[Python-Dev] Hash collision security issue (now public)

Sat Jan 7 12:02:04 CET 2012

Christian Heimes, 31.12.2011 04:59:
> Am 31.12.2011 03:22, schrieb Victor Stinner:
> The unique structure of CPython's dict implementation makes it harder to
> get the number of values with equal hash. The academic hash map (the one
> I learnt about at university) uses a bucket to store all elements with
> equal hash (more precise hash: mod mask). However Python's dict however
> perturbs the hash until it finds a free slot its array. The second,
> third ... collision can be caused by a legit and completely different
> (!) hash.
> 
>> The last choice is to change the hash algorithm. The *idea* is the same 
>> than adding salt to hashed password (in practice it will be a little bit 
>> different): if a pseudo-random salt is added, the attacker cannot 
>> prepare a single dataset, he/she will have to regenerate a new dataset 
>> for each possible salt value.
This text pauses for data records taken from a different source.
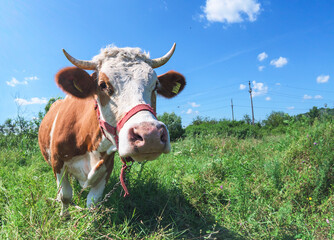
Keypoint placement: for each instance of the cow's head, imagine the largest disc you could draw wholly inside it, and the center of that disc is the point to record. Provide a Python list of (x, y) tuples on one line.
[(124, 78)]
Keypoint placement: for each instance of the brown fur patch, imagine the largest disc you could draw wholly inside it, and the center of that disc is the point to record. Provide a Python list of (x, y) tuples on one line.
[(76, 82), (171, 84), (76, 131)]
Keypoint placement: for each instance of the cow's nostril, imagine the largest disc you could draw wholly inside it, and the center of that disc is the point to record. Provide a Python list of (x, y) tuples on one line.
[(134, 136)]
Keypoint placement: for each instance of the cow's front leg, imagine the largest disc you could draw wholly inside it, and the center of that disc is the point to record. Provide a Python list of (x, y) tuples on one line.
[(64, 192)]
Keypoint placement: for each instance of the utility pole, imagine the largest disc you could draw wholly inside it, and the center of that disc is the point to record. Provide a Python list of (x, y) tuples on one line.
[(250, 93), (232, 109)]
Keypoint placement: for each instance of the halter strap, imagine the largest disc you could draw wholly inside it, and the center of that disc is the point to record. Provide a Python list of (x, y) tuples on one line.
[(113, 131)]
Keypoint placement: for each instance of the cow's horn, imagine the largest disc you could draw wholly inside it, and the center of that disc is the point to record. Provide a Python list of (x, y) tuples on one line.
[(87, 65), (158, 62)]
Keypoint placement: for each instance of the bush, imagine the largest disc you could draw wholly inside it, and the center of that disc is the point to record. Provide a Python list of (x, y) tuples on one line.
[(225, 128)]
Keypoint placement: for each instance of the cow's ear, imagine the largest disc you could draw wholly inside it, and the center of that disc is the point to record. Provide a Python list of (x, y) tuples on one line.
[(76, 82), (170, 84)]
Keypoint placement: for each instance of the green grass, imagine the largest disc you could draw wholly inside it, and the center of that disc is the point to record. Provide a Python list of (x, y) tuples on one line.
[(208, 187)]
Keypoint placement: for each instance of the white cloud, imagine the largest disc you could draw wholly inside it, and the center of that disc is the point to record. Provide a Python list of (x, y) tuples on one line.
[(262, 56), (31, 78), (15, 82), (306, 97), (259, 89), (231, 11), (322, 78), (35, 100), (280, 62), (193, 104), (242, 86), (190, 111)]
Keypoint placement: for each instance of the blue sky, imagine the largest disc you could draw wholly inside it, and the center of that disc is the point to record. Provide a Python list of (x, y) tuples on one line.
[(284, 48)]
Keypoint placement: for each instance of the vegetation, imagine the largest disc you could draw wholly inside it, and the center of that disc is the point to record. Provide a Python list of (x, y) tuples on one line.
[(222, 180)]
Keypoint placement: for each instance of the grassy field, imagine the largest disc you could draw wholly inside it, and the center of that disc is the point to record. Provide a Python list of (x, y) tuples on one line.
[(208, 187)]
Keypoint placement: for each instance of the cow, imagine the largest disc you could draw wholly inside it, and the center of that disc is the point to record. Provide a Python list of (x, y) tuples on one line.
[(113, 109)]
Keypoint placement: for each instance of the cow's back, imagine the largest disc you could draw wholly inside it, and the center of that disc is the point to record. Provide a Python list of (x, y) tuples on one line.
[(69, 129)]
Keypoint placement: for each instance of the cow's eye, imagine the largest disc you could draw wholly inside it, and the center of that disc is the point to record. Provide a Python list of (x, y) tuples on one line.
[(103, 85)]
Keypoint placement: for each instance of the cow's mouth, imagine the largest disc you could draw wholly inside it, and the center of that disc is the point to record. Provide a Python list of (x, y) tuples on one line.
[(140, 157)]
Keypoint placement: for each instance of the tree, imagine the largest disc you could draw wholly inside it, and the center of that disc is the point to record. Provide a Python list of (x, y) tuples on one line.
[(173, 123), (276, 119)]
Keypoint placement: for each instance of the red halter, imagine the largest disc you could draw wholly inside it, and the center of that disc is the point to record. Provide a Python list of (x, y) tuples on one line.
[(104, 126)]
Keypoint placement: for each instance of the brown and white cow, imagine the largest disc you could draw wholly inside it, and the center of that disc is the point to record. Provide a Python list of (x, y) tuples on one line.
[(70, 135)]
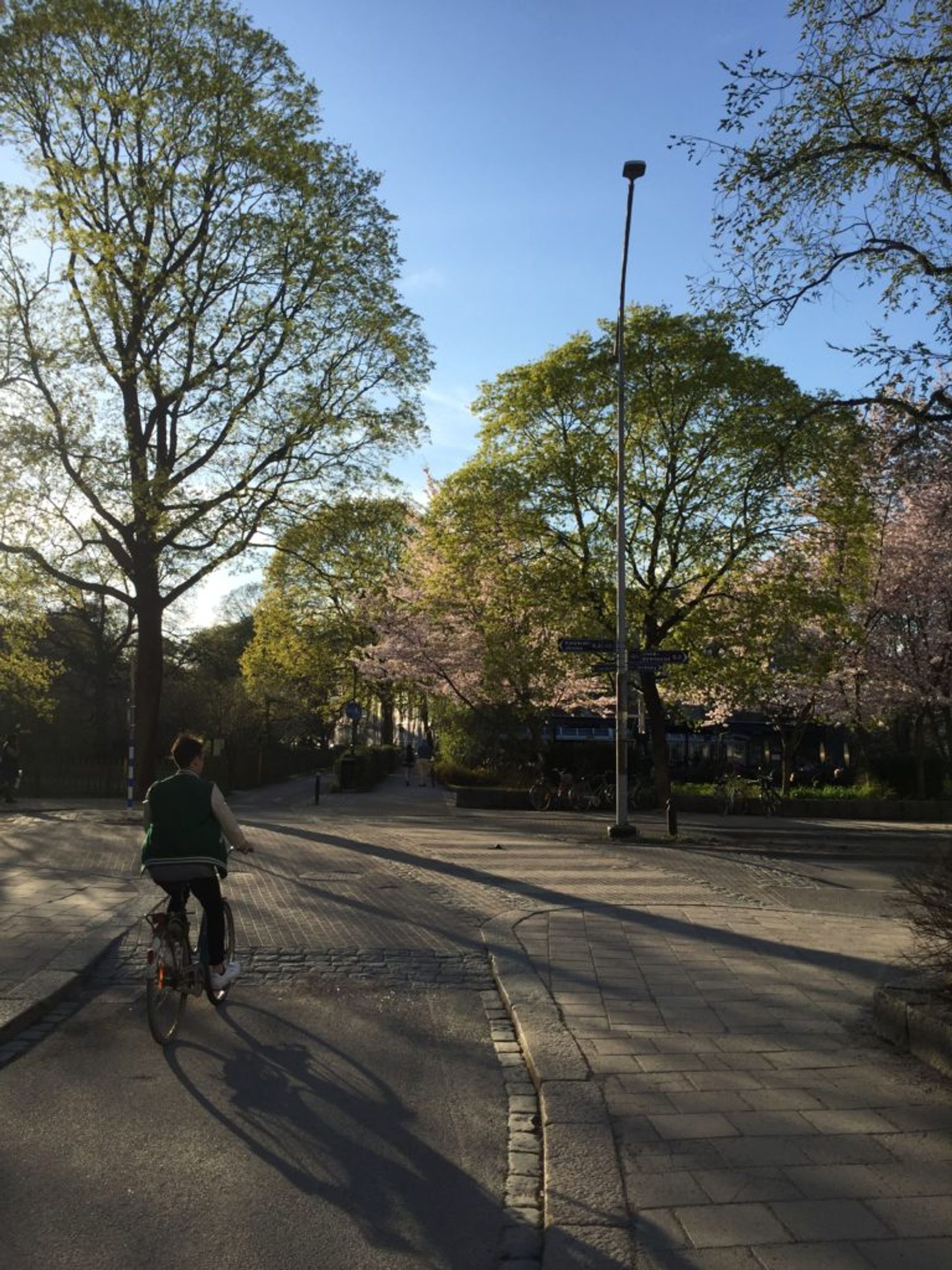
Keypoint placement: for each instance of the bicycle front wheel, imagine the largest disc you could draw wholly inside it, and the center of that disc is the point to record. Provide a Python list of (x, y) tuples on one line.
[(581, 797), (166, 996), (540, 797), (218, 997)]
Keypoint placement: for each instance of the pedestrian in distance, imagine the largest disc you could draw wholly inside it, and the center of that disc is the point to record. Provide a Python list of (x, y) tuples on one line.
[(424, 761), (9, 767), (186, 849)]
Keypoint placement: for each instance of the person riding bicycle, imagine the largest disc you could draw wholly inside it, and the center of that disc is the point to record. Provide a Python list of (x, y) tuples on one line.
[(186, 849)]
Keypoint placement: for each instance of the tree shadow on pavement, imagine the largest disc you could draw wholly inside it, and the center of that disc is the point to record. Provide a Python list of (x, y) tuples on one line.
[(549, 897), (339, 1128)]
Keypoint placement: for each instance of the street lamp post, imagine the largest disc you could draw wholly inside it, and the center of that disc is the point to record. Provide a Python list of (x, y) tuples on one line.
[(622, 828)]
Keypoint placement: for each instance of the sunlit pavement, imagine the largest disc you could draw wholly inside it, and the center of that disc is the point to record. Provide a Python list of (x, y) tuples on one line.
[(696, 1019)]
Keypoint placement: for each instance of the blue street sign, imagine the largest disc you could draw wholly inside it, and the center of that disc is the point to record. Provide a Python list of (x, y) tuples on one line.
[(587, 645), (652, 658)]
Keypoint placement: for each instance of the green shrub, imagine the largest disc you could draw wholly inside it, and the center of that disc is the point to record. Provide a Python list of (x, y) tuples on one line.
[(862, 789), (371, 765), (459, 774)]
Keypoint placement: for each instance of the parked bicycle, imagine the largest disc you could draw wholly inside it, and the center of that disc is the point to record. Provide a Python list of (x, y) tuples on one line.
[(734, 793), (561, 789), (770, 795), (177, 969)]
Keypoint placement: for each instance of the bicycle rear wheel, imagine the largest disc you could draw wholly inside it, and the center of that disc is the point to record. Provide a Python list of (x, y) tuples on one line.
[(218, 997), (581, 797), (540, 797), (166, 996)]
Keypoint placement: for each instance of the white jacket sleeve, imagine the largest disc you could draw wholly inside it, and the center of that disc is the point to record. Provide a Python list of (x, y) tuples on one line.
[(225, 817)]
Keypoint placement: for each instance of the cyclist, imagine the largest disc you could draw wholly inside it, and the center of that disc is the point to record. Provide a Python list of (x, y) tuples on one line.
[(186, 849)]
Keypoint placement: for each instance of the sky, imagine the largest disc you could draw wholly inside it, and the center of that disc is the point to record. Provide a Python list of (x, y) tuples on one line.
[(499, 130)]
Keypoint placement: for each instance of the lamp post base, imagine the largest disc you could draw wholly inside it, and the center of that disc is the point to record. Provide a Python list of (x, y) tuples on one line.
[(622, 831)]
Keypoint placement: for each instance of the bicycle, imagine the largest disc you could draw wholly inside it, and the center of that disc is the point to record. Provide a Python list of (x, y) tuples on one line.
[(603, 789), (545, 793), (176, 971), (734, 792), (582, 795), (770, 798)]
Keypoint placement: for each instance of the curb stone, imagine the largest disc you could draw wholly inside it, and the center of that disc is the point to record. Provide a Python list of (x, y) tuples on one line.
[(586, 1212), (45, 990), (917, 1017)]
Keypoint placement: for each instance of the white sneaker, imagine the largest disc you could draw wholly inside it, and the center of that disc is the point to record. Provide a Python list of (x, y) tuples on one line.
[(229, 974)]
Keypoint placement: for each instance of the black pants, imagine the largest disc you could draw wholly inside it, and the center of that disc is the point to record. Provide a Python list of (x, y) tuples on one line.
[(207, 892)]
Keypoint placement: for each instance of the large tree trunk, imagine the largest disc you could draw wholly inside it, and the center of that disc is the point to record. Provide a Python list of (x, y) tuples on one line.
[(148, 681), (656, 722)]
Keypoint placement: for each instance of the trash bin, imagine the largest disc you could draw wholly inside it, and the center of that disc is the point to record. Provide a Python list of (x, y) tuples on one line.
[(348, 772)]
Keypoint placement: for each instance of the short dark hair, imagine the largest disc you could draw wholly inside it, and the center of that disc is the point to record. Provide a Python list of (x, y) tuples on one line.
[(186, 747)]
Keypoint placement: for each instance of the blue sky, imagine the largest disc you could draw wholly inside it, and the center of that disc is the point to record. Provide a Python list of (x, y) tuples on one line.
[(500, 130)]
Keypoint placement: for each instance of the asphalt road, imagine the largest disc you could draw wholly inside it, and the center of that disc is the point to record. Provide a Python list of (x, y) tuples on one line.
[(307, 1126)]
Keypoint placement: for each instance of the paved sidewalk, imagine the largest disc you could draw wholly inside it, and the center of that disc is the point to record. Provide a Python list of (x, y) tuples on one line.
[(695, 1021), (67, 890)]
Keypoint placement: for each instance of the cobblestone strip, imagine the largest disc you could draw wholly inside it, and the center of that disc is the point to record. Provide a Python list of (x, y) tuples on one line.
[(521, 1239), (584, 1209)]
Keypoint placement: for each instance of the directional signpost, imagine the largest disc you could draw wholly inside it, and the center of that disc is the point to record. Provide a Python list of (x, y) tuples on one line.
[(639, 658), (587, 645), (655, 658)]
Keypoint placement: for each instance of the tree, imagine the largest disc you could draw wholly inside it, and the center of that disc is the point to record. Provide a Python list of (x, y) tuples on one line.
[(842, 167), (474, 616), (327, 578), (721, 448), (908, 657), (26, 674), (216, 333)]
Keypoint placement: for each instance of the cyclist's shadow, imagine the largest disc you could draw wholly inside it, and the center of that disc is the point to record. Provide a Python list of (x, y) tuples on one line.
[(336, 1131)]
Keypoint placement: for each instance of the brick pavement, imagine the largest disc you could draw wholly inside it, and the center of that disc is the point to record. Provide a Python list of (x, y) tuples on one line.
[(696, 1025)]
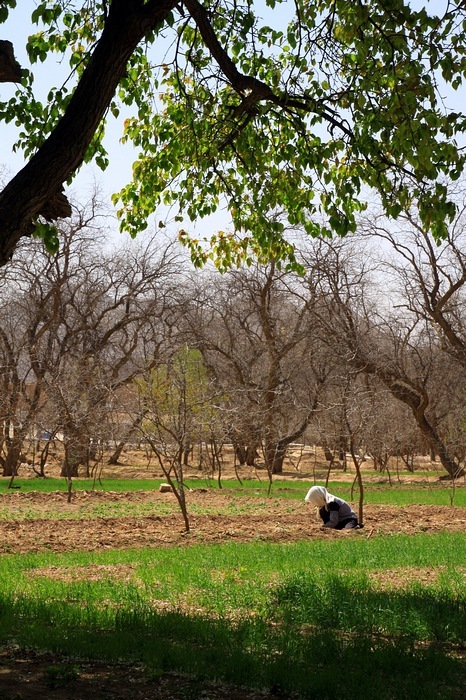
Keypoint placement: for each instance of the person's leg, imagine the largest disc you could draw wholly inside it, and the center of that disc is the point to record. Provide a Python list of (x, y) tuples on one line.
[(351, 524)]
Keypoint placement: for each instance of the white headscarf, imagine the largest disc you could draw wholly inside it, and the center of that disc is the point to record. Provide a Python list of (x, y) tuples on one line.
[(318, 496)]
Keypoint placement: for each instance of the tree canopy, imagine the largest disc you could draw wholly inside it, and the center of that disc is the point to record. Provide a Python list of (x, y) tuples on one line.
[(285, 113)]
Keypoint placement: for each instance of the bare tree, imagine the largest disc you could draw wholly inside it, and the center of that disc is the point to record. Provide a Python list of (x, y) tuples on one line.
[(372, 341), (253, 328)]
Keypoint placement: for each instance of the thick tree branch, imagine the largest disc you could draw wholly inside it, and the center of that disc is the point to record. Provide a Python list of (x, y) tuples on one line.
[(10, 70)]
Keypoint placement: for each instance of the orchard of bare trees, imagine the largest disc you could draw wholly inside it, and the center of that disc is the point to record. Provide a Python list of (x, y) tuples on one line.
[(364, 353)]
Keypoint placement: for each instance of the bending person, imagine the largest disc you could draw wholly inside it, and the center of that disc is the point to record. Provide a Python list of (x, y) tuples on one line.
[(333, 511)]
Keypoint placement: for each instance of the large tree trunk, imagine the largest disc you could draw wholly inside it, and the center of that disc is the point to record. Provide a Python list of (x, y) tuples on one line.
[(37, 188)]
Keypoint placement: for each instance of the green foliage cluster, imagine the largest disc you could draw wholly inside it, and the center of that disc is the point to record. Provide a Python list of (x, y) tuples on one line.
[(284, 113)]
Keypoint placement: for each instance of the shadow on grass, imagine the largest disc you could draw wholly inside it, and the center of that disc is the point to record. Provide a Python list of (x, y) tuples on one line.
[(303, 644)]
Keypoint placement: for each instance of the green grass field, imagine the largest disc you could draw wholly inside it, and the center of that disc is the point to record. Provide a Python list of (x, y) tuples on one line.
[(311, 619)]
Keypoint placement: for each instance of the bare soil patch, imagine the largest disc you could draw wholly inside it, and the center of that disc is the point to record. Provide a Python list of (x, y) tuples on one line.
[(27, 674), (276, 521)]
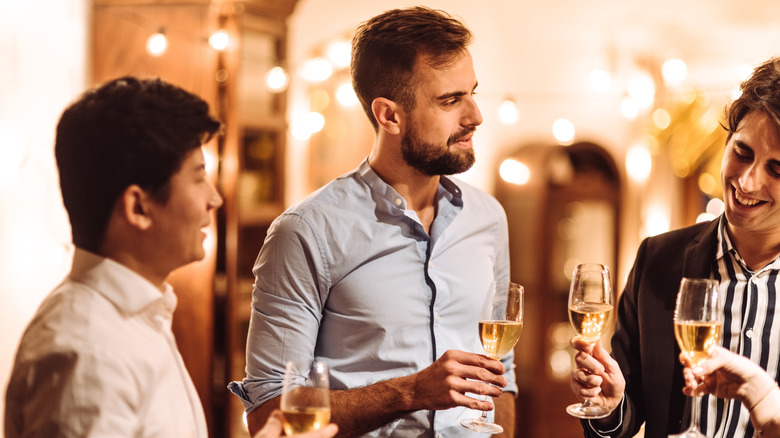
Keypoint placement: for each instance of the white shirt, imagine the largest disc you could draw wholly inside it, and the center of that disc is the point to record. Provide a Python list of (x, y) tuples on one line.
[(99, 359)]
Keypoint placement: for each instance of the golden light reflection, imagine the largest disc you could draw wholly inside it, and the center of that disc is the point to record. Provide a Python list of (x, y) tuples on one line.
[(514, 172)]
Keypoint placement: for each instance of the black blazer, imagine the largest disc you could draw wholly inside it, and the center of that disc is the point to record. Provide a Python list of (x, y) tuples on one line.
[(644, 343)]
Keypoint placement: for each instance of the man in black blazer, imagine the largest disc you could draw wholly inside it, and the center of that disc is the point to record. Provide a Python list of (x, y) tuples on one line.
[(641, 381)]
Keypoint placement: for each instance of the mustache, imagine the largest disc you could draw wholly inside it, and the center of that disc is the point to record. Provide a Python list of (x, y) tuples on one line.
[(454, 138)]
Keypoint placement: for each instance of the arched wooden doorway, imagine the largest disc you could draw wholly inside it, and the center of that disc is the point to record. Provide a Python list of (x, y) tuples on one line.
[(563, 211)]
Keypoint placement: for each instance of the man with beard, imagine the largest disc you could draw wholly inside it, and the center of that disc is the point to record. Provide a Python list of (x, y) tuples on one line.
[(382, 272)]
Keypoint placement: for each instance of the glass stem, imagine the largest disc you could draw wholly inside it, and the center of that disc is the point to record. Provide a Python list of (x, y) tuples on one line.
[(694, 413), (484, 413)]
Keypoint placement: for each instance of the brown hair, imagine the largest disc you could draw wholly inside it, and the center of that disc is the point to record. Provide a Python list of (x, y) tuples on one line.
[(761, 91), (386, 47)]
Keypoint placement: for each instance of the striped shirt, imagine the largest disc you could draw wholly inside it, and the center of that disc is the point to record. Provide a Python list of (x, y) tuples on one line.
[(751, 328)]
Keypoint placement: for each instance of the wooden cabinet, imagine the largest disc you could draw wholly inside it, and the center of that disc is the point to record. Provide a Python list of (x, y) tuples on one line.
[(567, 213), (214, 295)]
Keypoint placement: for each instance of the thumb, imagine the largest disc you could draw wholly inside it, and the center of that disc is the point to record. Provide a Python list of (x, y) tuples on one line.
[(602, 355), (272, 427)]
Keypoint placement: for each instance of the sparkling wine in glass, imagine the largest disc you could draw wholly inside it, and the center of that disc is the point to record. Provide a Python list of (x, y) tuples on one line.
[(590, 311), (500, 325), (698, 322), (305, 402)]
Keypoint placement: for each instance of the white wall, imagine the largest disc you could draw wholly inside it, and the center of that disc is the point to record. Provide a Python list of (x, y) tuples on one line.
[(43, 48), (541, 53)]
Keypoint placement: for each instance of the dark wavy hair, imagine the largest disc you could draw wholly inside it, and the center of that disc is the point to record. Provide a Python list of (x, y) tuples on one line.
[(127, 131), (761, 91), (385, 48)]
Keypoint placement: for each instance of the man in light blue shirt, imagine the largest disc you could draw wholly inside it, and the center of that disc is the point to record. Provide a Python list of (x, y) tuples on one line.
[(382, 272)]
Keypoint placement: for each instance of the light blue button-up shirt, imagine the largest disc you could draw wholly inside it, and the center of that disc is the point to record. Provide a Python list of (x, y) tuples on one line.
[(350, 277)]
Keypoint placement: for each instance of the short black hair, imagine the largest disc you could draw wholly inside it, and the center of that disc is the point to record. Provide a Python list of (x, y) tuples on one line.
[(761, 91), (127, 131), (386, 47)]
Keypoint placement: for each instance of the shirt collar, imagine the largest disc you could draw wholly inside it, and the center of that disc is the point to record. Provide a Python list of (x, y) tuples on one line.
[(393, 203), (725, 246), (126, 289)]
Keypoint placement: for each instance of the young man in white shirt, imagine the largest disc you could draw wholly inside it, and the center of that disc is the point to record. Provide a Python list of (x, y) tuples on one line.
[(99, 357)]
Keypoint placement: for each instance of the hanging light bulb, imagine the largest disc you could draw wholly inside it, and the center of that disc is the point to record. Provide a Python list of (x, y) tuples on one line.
[(219, 40), (507, 112), (276, 79), (345, 94), (600, 79), (674, 71), (316, 70), (563, 131), (157, 43)]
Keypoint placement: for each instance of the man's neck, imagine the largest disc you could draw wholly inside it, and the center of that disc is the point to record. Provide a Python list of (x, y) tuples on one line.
[(757, 250), (418, 189)]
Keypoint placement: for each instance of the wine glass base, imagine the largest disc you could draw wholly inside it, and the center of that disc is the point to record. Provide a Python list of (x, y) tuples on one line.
[(480, 425), (688, 434), (587, 412)]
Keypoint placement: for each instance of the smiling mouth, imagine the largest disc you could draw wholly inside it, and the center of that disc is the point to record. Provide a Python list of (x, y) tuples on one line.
[(746, 202)]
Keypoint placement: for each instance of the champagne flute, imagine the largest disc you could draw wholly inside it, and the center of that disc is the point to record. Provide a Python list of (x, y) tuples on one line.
[(590, 309), (698, 321), (500, 325), (305, 402)]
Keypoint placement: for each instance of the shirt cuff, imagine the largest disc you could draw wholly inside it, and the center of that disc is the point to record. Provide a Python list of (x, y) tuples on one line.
[(607, 433)]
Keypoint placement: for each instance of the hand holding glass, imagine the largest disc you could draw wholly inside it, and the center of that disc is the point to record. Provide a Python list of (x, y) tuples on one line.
[(500, 325), (590, 308), (698, 321), (305, 403)]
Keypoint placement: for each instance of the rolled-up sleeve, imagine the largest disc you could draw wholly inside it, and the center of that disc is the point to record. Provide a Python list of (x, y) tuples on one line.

If the salt is big enough (size in bits), 
>> the attacker will need too much CPU to generate the dataset (compute N 
>> keys with the same hash value). Basically, it slows down the attack by 
>> 2^(size of the salt).
> 
> That's the idea of randomized hashing functions as implemented by Ruby
> 1.8, Perl and others. The random seed is used as IV. Multiple rounds of
> multiply, XOR and MOD (integer overflows) cause a deviation. In your
> other posting you were worried about the performance implication. A
> randomized hash function just adds a single ADD operation, that's all.
> 
> Downside: With randomization all hashes are unpredictable and change
> after every restart of the interpreter. This has some subtle side
> effects like a different outcome of {a:1, b:1, c:1}.keys() after a
> restart of the interpreter.
> 
>> Another possibility would be to replace our fast hash function by a 
>> better hash function like MD5 or SHA1 (so the creation of the dataset 
>> would be too slow in practice = too expensive), but cryptographic hash 
>> functions are much slower (and so would slow down Python too much).
> 
> I agree with your analysis. Cryptographic hash functions are far too
> slow for our use case. During my research I found another hash function
> that claims to be fast and that may not be vulnerable to this kind of
> attack: http://isthe.com/chongo/tech/comp/fnv/

Wouldn't Bob Jenkins' "lookup3" hash function fit in here? After all, it's
portable, known to provide a very good distribution for different string
values and is generally fast on both 32 and 64 bit architectures.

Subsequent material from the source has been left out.